# is it possible/easy to a schengen Visa from the UAE?



## MohcineBouhya (Nov 15, 2015)

Hi, everyone,

It has been almost two months now since I have got a job at Dubai Duty Free and moved from Morocco to Dubai.
I have a vacation on August next year. My sister has been living in France for many years now and I'm planning to visit her.
Will it be easy to get a Schengen visa for 20 days or so?
and how long should I apply before the vacation?

Thanks in advance


----------



## rsinner (Feb 3, 2009)

MohcineBouhya said:


> Will it be easy to get a Schengen visa for 20 days or so?


If you have all the docs they need and meet the criteria - then its easy.



MohcineBouhya said:


> and how long should I apply before the vacation?


For a tourist visa you cannot apply more than 3 months (or was it 4 months) in advance of the visit. It gets VERY busy in the summers, so my suggestion will be to book the appointment well in advance. 
CFS is the agency that front ends the document collection etc.
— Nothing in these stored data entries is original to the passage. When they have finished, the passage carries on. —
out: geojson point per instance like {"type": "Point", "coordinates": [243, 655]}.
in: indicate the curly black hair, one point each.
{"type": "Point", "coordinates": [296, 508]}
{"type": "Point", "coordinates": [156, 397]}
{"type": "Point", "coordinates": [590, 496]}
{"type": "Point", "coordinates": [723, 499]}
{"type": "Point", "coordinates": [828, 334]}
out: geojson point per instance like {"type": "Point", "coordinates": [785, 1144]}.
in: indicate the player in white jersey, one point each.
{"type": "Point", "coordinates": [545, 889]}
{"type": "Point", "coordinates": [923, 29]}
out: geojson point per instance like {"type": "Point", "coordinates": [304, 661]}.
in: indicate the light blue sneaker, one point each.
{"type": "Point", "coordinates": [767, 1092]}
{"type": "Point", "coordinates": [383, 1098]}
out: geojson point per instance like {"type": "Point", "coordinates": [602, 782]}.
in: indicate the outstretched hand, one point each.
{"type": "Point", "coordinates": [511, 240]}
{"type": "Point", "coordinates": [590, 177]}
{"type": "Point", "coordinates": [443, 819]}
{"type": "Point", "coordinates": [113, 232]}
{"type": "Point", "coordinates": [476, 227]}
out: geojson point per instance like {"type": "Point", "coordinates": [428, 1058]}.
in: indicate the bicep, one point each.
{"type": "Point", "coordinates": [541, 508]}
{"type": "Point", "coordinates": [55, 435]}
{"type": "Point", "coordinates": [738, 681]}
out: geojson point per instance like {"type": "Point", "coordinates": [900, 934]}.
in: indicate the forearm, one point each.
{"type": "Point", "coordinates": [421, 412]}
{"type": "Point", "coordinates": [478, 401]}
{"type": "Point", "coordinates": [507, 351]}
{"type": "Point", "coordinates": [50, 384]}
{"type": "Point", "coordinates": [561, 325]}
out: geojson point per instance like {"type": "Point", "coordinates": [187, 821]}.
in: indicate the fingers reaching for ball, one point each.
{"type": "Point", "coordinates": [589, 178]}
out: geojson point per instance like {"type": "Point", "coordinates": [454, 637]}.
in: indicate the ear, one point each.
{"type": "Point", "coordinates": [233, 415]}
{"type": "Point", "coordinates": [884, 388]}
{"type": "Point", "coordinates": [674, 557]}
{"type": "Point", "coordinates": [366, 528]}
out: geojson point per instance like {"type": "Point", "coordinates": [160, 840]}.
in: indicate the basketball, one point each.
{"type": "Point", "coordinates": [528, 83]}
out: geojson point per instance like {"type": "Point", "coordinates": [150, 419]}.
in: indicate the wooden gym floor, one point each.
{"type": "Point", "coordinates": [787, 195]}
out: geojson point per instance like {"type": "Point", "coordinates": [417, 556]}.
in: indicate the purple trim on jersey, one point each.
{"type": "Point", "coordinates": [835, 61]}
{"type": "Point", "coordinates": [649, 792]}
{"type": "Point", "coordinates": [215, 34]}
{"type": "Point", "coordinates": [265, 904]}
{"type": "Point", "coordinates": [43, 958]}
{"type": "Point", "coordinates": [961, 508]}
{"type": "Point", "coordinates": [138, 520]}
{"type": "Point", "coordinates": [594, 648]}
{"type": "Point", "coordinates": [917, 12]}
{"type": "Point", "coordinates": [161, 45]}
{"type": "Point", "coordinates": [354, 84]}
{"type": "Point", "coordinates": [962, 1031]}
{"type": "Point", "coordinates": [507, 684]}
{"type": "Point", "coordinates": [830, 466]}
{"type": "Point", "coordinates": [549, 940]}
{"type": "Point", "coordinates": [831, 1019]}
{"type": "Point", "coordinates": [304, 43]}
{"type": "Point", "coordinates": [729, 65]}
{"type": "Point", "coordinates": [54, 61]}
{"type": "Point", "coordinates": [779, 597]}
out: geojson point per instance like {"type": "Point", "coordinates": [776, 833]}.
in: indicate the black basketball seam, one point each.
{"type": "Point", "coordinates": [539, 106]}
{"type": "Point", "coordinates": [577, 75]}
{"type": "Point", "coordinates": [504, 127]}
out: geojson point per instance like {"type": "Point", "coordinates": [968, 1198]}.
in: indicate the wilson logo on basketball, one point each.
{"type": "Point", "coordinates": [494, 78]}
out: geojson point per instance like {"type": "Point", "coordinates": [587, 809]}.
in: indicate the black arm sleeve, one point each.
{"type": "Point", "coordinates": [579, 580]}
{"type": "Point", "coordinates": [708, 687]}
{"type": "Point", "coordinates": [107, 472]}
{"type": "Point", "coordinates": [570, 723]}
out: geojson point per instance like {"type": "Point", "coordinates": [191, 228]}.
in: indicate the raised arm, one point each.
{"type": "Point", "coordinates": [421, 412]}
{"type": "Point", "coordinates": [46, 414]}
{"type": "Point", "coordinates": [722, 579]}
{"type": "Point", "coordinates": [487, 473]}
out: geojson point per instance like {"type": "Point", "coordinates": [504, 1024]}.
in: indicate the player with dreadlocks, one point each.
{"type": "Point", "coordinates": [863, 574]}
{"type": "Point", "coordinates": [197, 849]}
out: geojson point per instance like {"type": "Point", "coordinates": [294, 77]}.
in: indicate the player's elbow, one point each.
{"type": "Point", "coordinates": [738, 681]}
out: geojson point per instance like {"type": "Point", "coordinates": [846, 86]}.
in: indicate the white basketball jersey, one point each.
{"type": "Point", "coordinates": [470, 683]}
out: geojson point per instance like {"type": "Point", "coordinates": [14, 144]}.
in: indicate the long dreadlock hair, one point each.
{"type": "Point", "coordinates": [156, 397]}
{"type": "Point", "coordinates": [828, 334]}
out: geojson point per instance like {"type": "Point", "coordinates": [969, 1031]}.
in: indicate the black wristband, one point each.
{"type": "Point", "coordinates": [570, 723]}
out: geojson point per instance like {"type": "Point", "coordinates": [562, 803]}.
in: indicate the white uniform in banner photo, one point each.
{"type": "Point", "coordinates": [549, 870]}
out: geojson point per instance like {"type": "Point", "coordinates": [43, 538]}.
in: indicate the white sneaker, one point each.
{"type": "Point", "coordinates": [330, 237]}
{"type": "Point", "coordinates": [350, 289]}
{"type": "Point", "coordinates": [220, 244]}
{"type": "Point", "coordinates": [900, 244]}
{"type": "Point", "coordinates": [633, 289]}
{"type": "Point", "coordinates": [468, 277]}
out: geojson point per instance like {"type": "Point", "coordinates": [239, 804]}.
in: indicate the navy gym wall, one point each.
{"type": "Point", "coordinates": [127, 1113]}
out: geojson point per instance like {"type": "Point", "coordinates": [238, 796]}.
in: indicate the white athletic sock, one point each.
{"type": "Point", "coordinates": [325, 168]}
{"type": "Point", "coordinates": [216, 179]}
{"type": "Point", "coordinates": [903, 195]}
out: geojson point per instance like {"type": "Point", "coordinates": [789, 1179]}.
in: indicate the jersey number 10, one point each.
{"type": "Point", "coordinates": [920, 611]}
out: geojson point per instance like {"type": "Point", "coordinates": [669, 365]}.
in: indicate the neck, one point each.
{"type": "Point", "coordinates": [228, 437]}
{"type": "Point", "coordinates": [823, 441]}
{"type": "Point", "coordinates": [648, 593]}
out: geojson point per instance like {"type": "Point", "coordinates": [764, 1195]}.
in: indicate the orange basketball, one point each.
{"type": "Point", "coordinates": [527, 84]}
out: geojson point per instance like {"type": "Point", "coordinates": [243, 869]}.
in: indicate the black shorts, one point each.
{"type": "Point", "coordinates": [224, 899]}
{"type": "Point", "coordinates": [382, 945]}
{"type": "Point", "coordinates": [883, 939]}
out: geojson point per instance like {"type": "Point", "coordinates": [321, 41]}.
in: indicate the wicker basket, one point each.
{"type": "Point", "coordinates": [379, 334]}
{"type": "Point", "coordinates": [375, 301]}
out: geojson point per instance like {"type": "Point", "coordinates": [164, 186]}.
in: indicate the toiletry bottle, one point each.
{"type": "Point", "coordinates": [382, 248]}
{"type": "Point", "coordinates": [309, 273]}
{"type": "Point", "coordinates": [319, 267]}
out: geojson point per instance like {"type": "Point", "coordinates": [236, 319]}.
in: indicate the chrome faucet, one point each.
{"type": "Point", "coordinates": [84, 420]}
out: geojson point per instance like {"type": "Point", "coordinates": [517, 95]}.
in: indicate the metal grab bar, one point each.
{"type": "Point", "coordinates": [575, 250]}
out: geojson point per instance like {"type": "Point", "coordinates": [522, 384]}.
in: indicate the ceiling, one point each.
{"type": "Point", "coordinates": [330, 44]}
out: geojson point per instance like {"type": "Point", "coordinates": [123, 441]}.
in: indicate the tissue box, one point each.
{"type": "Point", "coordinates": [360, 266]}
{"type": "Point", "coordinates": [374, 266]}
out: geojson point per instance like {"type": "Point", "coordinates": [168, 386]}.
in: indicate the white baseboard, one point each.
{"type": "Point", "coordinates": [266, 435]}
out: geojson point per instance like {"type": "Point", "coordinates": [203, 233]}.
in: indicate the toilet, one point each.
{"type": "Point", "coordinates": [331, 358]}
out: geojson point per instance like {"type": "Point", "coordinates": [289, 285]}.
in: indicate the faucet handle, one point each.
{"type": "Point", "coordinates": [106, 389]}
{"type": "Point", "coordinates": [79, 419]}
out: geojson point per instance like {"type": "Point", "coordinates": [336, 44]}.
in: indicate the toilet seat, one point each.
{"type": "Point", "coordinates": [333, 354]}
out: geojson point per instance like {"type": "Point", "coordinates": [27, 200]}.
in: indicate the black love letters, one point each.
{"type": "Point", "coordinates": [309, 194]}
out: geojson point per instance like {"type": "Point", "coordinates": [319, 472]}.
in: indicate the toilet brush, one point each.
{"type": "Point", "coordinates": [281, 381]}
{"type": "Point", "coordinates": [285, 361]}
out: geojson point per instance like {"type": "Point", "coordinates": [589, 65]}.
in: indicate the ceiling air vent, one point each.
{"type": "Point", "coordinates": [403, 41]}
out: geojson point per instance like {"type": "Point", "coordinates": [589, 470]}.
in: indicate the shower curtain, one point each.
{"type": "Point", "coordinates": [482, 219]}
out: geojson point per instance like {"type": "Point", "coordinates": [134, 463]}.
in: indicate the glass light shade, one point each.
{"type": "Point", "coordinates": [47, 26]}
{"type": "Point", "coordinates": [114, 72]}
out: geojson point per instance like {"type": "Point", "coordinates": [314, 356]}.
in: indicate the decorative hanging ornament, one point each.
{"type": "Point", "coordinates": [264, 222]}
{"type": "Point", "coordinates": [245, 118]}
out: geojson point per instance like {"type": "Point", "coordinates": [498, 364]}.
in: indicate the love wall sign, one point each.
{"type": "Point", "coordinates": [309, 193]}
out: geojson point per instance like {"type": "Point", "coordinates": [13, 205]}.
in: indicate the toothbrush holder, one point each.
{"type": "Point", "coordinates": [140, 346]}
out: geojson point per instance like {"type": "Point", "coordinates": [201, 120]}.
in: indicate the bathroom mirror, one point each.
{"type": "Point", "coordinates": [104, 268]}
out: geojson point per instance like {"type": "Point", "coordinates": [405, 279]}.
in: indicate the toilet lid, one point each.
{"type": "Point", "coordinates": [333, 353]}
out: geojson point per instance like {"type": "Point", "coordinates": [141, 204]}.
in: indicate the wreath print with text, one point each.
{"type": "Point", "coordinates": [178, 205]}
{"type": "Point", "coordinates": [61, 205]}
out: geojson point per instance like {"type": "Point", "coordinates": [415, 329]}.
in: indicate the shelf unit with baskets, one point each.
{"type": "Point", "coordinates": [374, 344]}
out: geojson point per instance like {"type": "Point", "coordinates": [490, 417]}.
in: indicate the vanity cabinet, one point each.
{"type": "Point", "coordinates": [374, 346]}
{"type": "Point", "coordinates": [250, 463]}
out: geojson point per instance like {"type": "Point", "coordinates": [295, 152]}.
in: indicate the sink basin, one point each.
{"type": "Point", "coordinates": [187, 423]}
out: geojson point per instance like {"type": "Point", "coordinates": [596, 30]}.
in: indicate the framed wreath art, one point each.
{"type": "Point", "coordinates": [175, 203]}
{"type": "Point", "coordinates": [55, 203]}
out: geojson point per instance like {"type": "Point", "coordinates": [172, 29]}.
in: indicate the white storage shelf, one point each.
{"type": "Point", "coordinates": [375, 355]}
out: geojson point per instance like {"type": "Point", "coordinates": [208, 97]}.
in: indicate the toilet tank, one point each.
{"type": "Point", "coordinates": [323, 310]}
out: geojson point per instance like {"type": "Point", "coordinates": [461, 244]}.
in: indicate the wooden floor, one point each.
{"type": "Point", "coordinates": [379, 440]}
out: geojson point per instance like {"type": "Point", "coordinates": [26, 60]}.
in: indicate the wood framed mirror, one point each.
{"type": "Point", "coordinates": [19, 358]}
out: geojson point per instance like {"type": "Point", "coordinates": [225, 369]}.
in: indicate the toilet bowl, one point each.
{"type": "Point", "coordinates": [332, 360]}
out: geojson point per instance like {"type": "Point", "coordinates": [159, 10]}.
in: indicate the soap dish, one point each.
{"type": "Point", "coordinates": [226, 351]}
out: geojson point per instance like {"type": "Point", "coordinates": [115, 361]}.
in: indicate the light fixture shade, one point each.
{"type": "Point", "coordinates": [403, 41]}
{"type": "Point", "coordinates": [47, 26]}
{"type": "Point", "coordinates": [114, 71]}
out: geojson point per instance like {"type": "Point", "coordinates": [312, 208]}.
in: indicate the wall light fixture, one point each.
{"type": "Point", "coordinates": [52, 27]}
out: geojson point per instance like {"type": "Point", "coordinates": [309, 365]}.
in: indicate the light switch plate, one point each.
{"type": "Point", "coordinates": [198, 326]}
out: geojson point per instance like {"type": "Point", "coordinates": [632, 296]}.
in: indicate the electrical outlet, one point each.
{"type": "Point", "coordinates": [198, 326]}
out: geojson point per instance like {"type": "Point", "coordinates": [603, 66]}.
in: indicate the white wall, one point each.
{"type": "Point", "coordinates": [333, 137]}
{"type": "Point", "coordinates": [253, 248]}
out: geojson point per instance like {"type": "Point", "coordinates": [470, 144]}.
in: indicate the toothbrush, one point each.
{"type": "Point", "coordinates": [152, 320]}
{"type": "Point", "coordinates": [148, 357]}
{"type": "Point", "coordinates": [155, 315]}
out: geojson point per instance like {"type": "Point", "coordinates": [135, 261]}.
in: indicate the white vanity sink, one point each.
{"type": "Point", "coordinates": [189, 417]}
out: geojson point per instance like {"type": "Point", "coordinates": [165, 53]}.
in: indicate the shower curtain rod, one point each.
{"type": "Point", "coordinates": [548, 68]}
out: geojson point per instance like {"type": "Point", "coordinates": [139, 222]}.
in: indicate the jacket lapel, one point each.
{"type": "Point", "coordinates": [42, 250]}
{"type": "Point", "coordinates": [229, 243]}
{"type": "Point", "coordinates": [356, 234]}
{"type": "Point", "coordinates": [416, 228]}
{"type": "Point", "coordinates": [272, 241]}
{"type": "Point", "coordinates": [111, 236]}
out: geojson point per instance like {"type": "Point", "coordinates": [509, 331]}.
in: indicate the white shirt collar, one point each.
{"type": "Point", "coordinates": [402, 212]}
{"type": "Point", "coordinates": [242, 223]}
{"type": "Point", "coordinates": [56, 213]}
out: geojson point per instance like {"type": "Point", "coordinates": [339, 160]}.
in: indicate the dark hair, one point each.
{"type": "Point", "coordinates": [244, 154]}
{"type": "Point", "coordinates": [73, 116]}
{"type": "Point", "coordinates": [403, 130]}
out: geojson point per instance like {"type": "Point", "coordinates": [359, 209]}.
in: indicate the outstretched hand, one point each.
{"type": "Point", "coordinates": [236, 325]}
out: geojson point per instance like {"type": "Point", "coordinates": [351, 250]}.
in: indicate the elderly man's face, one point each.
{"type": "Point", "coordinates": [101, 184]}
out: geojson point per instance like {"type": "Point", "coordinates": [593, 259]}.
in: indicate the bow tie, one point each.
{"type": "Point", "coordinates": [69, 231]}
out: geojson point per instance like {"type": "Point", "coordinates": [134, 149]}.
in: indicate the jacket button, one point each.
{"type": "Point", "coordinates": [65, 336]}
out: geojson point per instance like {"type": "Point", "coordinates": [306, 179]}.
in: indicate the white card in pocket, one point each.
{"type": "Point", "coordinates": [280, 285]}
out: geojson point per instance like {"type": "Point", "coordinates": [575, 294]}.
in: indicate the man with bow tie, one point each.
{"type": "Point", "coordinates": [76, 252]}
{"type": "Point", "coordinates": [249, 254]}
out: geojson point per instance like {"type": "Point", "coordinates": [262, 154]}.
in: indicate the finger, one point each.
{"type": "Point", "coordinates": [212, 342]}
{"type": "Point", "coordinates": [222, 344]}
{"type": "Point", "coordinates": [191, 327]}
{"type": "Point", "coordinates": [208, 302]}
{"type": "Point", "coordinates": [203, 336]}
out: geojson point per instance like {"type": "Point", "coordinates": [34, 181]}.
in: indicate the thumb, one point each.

You should check out their website (just google France visa in Dubai or something like that)


----------



## PKGG (Nov 15, 2015)

Hi, 

It's not all that difficult to get the Schngen Visa,

Please try to apply at least 3 months in Advance, The visa process takes 15 to 25 working may also take more depending upon the time of the year is peak season or not,

Contact the VFS office as they will be able to provide directions or Best is to book through tour operators as they would be able to help you out with it

regards


----------